Rabbim, Rum Suresi ayet 41’de Ferman buyuruyor: “İnsanların kendi işledikleri (kötülükler) sebebiyle karada ve denizde bozulma ortaya çıkmıştır. Dönmeleri için Allah, yaptıklarının bazı (kötü) sonuçlarını (dünyada) onlara tattıracaktır.”

Biz Çevreciler, bu ayeti asla unutmamalı ve toplumun tüm kesimlerini uyarmalıyız.

Doğaya yönelik hoyratça müdahaleler için toplumun bilinçlendirilmesi ve uyarılması şarttır.

Hiçbir yerden ücret almadan bu konuda toplumu uyaranlar var, onlara uymalıyız.

**

**

HAYIRLI AMAÇLAR İÇİN BİRLİKTELİK…

Değerli Okurlar, ülkemiz ve hatta dünyada doğaya yönelik tehditler konusunda gönüllülük temelinde hareket eden sivil toplum ve demokratik kitle örgütlerinin olduğunu biliyorsunuz.

Batman Çevre Gönüllüleri Derneği bu sivil oluşumlardan birisidir.

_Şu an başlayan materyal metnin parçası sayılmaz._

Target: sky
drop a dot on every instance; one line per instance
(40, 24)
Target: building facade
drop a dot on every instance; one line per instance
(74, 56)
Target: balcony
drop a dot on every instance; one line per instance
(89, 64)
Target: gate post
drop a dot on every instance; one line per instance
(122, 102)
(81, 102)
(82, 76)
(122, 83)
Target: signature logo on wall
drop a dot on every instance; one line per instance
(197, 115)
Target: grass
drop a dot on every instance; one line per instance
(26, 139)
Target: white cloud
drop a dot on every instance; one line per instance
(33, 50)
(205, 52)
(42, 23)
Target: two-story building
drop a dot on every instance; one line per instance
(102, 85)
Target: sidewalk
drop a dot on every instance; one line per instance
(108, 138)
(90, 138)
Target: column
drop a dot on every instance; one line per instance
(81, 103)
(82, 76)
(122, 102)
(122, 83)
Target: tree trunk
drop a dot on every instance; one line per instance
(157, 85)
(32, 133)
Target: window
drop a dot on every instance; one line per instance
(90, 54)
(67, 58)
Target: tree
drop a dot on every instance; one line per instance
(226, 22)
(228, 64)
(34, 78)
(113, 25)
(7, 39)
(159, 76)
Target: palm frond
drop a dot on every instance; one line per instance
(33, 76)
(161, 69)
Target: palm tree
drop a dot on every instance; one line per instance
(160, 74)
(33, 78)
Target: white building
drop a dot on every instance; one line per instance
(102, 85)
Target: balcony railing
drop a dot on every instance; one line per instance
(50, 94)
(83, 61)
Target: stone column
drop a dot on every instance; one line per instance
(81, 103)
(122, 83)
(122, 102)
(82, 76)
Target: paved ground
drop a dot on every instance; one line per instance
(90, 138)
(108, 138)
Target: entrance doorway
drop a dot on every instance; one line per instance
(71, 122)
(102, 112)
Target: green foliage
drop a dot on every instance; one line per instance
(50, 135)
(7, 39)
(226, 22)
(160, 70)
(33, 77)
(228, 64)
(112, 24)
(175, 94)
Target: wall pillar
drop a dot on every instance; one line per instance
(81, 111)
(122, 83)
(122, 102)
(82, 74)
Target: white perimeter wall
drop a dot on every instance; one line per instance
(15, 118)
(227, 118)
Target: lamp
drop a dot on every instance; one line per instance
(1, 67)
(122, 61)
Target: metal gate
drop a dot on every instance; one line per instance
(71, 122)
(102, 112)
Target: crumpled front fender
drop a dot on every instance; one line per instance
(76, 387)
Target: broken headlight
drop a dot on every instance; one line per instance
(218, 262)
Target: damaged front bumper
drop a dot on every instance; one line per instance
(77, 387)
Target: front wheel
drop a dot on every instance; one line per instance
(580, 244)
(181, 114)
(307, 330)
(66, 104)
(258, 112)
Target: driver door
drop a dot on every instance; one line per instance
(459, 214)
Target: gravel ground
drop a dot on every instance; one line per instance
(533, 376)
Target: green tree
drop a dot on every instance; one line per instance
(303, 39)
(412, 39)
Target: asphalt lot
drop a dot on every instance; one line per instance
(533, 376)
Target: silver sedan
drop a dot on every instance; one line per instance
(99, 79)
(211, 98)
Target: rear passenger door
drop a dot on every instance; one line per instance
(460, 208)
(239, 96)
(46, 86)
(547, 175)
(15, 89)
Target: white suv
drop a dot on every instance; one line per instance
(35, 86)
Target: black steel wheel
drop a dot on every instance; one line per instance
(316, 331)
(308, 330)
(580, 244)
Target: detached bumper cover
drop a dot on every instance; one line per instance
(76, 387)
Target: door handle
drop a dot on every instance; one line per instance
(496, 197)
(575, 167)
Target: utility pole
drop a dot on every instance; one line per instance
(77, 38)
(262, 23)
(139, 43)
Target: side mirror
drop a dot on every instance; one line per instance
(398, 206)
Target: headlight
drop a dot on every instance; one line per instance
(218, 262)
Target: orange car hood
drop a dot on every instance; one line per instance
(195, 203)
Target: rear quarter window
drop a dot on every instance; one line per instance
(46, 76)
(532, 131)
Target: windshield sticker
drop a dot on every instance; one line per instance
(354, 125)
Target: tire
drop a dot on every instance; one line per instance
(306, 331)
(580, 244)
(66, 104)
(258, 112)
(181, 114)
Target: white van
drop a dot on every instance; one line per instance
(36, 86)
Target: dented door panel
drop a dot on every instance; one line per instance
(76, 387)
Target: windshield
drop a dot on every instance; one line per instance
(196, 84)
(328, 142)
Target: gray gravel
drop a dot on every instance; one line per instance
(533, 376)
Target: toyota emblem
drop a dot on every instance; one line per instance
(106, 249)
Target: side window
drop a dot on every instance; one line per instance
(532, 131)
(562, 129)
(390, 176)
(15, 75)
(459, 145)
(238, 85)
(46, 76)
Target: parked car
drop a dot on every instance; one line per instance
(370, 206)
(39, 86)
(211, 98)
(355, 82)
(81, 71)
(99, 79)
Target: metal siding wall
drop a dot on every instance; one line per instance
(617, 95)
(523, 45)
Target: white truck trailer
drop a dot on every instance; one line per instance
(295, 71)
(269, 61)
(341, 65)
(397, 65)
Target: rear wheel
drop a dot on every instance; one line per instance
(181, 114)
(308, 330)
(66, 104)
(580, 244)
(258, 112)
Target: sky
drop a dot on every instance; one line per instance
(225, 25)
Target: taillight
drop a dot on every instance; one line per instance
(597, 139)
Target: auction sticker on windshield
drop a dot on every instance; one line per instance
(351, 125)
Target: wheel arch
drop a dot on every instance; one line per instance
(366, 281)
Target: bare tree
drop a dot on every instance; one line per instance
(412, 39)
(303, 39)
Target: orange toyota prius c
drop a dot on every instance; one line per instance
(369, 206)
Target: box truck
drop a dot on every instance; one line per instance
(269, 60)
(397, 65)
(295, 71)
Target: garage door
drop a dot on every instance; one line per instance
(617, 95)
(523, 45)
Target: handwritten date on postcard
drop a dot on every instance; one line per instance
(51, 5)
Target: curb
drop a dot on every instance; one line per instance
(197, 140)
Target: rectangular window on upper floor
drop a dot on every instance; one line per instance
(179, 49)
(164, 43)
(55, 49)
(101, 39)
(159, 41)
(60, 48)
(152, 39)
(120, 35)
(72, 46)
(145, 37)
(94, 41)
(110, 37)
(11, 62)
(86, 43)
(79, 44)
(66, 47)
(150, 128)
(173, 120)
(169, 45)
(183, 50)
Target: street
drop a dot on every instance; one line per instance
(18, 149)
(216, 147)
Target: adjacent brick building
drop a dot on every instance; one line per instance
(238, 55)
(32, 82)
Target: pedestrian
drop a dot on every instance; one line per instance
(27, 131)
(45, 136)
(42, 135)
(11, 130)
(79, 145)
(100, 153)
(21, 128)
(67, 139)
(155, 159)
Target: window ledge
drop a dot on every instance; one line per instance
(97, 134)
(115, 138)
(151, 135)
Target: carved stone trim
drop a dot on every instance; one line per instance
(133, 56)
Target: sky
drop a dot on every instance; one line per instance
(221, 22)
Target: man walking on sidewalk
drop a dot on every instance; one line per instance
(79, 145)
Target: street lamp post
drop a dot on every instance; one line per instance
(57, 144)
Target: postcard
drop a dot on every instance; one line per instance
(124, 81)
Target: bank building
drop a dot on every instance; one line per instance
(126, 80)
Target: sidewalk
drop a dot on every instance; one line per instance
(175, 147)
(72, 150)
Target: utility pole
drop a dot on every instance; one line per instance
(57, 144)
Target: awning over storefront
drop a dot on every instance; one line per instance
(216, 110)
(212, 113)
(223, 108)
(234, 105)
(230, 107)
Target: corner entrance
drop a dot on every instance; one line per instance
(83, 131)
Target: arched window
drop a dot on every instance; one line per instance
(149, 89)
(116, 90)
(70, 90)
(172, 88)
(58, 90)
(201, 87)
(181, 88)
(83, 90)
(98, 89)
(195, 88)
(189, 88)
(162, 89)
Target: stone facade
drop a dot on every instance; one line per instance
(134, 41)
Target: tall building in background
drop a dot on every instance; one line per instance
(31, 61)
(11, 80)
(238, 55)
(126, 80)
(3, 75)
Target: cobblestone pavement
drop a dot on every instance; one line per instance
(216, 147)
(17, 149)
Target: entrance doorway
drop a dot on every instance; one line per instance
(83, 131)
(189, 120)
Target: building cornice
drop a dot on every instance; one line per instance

Bu hayır amaçlı, insanları hayra, iyiliğe çağıran sivil oluşumların birlikte hareket etmelerini ülkemiz ve insanlık ailesi için son derece hayırlı buluyorum.

Bu amaçla geçtiğimiz günlerde İzmir’de geniş katılımlı bir Çalıştay düzenlenmişti. O Çalıştay üç gün sürmüştü.

20 yıldır Batman’da toplum yararına doğa ve çevre için hayırlı çalışmalar yapan, yüzlerce önemli etkinlik düzenleyen Batman Çevre Gönüllüleri Derneği’nin bir gönüllüsü olduğum tüm okurlarımın malumudur.

Doğa Araştırmaları Derneği’nin organize ettiği ve davet ettiği Çalıştaya Batman adına katılım sağlamıştım.

Hayırlı amaçlar için birliktelik kadar önemli bir çalışma olamaz.

İşte İzmir’deki Çalıştay’ı da hayırlı amaçlar için değerlendirdiğimden katılım sağlamıştım.

**

**

Evet, İzmir’deki Çalıştay’da ülkemizde doğaya, çevreye ve geleceğimize yönelik ne tür tehditlerin olduğu gerçeğine bir kez daha tanık olurken, ortak akılla ve birlikten kuvvet doğar mantığıyla hareket etmemizin önemi konusunda sizleri bilgilendirmeyi de görev biliyorum.

Çalıştay’a 50 ilimizden 80 STK adına 136 temsilci katılmıştı.

İki gün boyunca kapalı salonda ülkemizin, bölgemizin daha aydınlık ve güzel yarınları için kafa yoran doğa ve çevre dostları ile üçüncü günde İzmir Kuş Cenneti’ni dolaştık.

Doğaya Güç Kat Ağı, STK’ların birlikteliklerini sağlamayı amaçlayan bir çalışmaydı, hayırlı sonuçlarla ayrıldık.

İki günlük çalışma ile yeni bir ağ, onlarca STK’yı çatısı altında barındıracak, birlikteliklerini sağlayacak bir üst yapı oluşturduk ve adını da ‘Doğaya Güç Kat Ağı’ olarak belirledik, tüzüğünü ve çalışma yönergesini hazırladık.

Ülkenin değişik yörelerinden katılım sağlayan bizler, siyaset için, politika için, çıkar ve menfaatler için, gösteriş için bir araya gelmemiştik.

Ortak paydamız doğa ve çevre idi. Bunu ne kadar önemli olduğunu inşallah yarın ki yazımda ifade edeceğim.